There was never any question, among the denizens of Raleigh’s Velvet Cloak Inn, about who would win the first presidential debate Friday night. Inside the hotel’s lounge hung a McCain-Palin placard considerably larger than the wide-screen TV tuned to Fox News. About 50 GOP activists had gathered for an informal debate-watching party at the hotel, located just across Hillsborough Street from N.C. Republican Party headquarters. A more official barbecue dinner had been canceled when Sen. John McCain announced he would “suspend” his campaign to deal with Wall Street’s meltdown.

Anna Cohen, who moved to Apex from New Jersey two weeks ago, was making the rounds, taking names for a Republican women’s function next month. She approached a small cluster of N.C. State students, who had secreted in a six-pack of Heineken. “We’re all going to get drunk the day after John McCain wins,” Cohen told the only female student in the group. “I’m gonna get drunk either way,” the young woman replied.

When the clock struck 9, everyone took a seat. I shared a table with Cohen and two other Apex women, Margaret McDermott and Joan Brookes. They drank Diet Coke, ate Domino’s Pizza and provided a running commentary throughout the debate. They shook their heads disapprovingly as Sen. Barack Obama called this week’s crisis “a final verdict on eight years of failed economic policies promoted by George Bush, supported by Sen. McCain.” They laughed at McCain’s line, “It’s hard to reach across the aisle from that far to the left.” When Obama criticized his opponent for supporting President Bush’s budgets—“this orgy of spending and enormous deficits”— Brookes turned and said, “It looks like he’s trying to be mean. He’s a mean man.” Later, when the Democrat mentioned his Kenyan father, Brookes smirked and said, “The father that he’d seen for a month.”

Most of the commentary at our table denounced Obama for harping on Congress’ vote to authorize the invasion of Iraq. After all, the Apex women noted, that happened almost six years ago. Cohen found herself shouting back at the TV every time the Illinois senator raised his early opposition to the war.

Compared to Afghanistan, “we have four times the number of troops in Iraq,” Obama said, “where nobody had anything to do with 9/11 before we went in—where, in fact, there was no al Qaeda before we went in.”

“Don’t deal with where the mistakes were!” Cohen said. “Deal with today!”

Afterward, McDermott insisted that Obama overplays his longstanding opposition to the war. “When he said he took a heroic stand against entering Iraq, it wasn’t very heroic,” she said. “He was in the Illinois legislature. It had no national attention. It had no significance.” She chuckled quickly. “He was basically an unknown.”

“Do you think we were right to get into the war?” I asked.

“I don’t think there’s any benefit in going…,” McDermott said, leaving her sentence unfinished. “It’s, ‘What do we now? We’re there.’ I think it’s a fruitless journey to—there’s no point answering the first question.”

“McCain did really well in saying that,” Brookes added. “We’re there now.”

“If I were to guess the conversation that were happening at a Democratic watching party right now,” I said, “it would be that it does make a difference because it shows the judgment of the commander-in-chief, that the next conflict …”

“I don’t have time to debate it,” McDermott said. “We have to run.” I started to thank her for her time, but she interrupted me. “We have to run, don’t we?” she asked Brookes.

Cohen, the New Jersey transplant, was more eager to talk. “I don’t know if we should have gotten into Iraq,” she said. “I think that we should have spearheaded Afghanistan much more carefully.
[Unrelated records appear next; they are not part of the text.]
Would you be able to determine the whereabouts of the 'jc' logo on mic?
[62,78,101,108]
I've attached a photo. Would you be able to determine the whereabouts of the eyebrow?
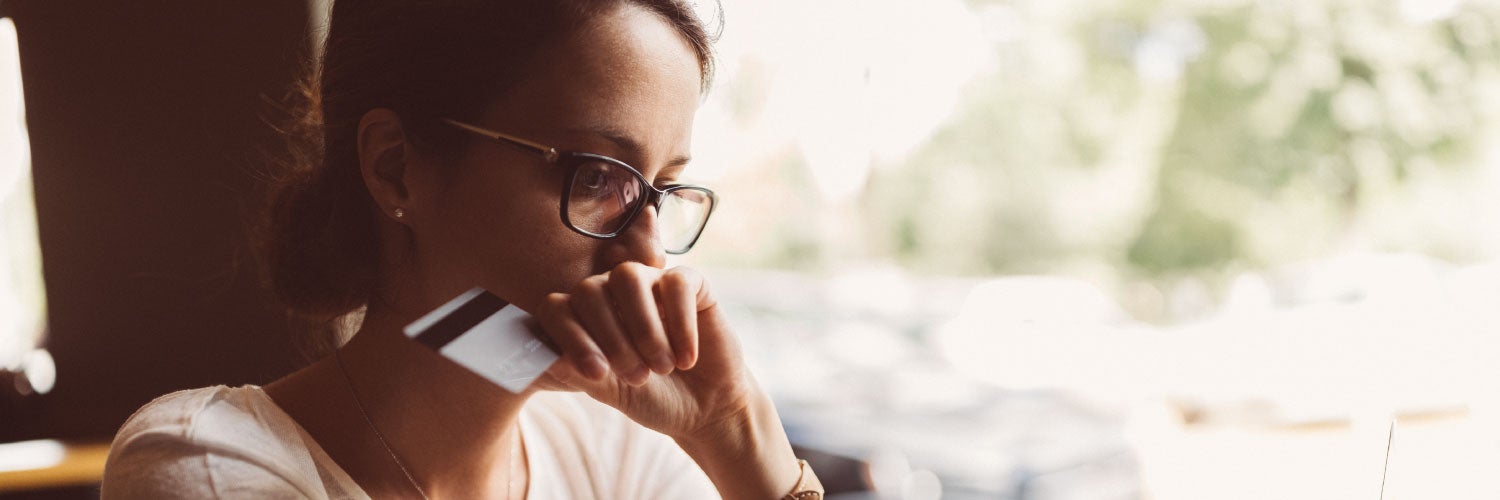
[567,125,693,170]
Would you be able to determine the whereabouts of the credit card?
[405,288,558,393]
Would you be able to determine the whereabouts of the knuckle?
[573,275,609,296]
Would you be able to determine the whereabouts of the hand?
[534,263,761,438]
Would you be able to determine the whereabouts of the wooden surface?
[0,443,110,492]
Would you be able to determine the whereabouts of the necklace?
[333,350,521,500]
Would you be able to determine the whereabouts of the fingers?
[653,267,702,369]
[569,275,650,386]
[609,263,677,375]
[539,293,609,381]
[542,263,711,386]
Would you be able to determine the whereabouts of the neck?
[341,305,533,497]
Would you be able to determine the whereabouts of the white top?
[101,386,719,500]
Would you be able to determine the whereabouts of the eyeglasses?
[444,119,719,254]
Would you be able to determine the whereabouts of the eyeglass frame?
[443,119,719,255]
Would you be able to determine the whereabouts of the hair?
[255,0,722,360]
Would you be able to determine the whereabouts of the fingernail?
[584,354,609,380]
[651,353,672,375]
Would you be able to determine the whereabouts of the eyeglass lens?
[567,159,714,254]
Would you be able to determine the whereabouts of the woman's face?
[411,6,701,311]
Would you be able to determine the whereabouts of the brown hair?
[257,0,713,359]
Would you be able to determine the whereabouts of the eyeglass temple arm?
[443,119,558,162]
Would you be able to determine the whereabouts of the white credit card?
[405,288,558,393]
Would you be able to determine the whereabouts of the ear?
[356,108,411,218]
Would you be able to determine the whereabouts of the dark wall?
[0,0,308,441]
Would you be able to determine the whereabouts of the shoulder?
[522,392,719,498]
[102,386,334,498]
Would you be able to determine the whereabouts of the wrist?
[677,393,801,500]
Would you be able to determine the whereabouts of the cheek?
[438,171,599,311]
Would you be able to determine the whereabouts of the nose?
[603,203,666,267]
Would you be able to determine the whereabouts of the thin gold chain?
[333,350,521,500]
[333,350,429,500]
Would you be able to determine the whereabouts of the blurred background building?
[0,0,1500,500]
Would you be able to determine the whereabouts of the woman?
[102,0,821,498]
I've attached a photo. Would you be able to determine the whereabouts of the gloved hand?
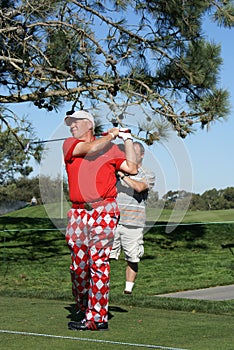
[118,128,133,141]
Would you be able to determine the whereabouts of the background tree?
[0,0,234,154]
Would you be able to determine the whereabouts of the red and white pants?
[66,200,119,322]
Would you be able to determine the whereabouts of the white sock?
[125,281,134,292]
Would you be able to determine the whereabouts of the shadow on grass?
[144,222,207,249]
[0,217,68,261]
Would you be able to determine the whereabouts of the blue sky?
[11,17,234,195]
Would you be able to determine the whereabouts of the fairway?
[0,297,234,350]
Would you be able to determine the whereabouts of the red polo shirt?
[63,137,126,203]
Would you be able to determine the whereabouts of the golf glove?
[118,128,133,141]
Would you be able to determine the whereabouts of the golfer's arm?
[73,129,118,156]
[121,175,149,193]
[120,139,138,175]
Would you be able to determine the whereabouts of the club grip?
[101,129,131,136]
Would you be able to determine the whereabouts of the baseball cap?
[64,111,95,127]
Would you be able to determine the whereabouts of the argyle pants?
[66,201,119,322]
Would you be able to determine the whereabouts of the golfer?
[63,110,137,331]
[110,141,155,294]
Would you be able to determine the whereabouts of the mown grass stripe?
[0,329,188,350]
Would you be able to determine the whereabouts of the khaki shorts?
[110,225,144,262]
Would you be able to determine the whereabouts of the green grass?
[0,206,234,350]
[0,297,233,350]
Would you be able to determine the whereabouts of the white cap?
[64,111,95,127]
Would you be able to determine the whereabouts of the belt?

The decision to go in may have been wrong, but once we were there, we couldn’t withdraw without being victorious.”

Although Cohen is new to Wake County, she wanted to jump immediately into the McCain campaign. “I realized that it’s going to a very, very dangerous world if I don’t get involved,” she said. But not necessarily because of terrorism: “The one thing that is so dangerous to us today is that when you have major tax increases, the people who create jobs are the ones Obama wants to tax. So he’s looking to take money out of the economy.” Tax relief for the vast majority of Americans—those with the most modest incomes, as Obama proposes—doesn’t cut it for her: “No working person creates a job,” she said. Cohen worries the Democrat’s plans to shift the burden toward wealthier taxpayers would “drive us into a recession”—or perhaps “deeper into one.”

“Thank you so much,” I said. “And welcome here. You’ll really like North Carolina.”

“Well,” she said, “I’ve gotta get registered to vote.”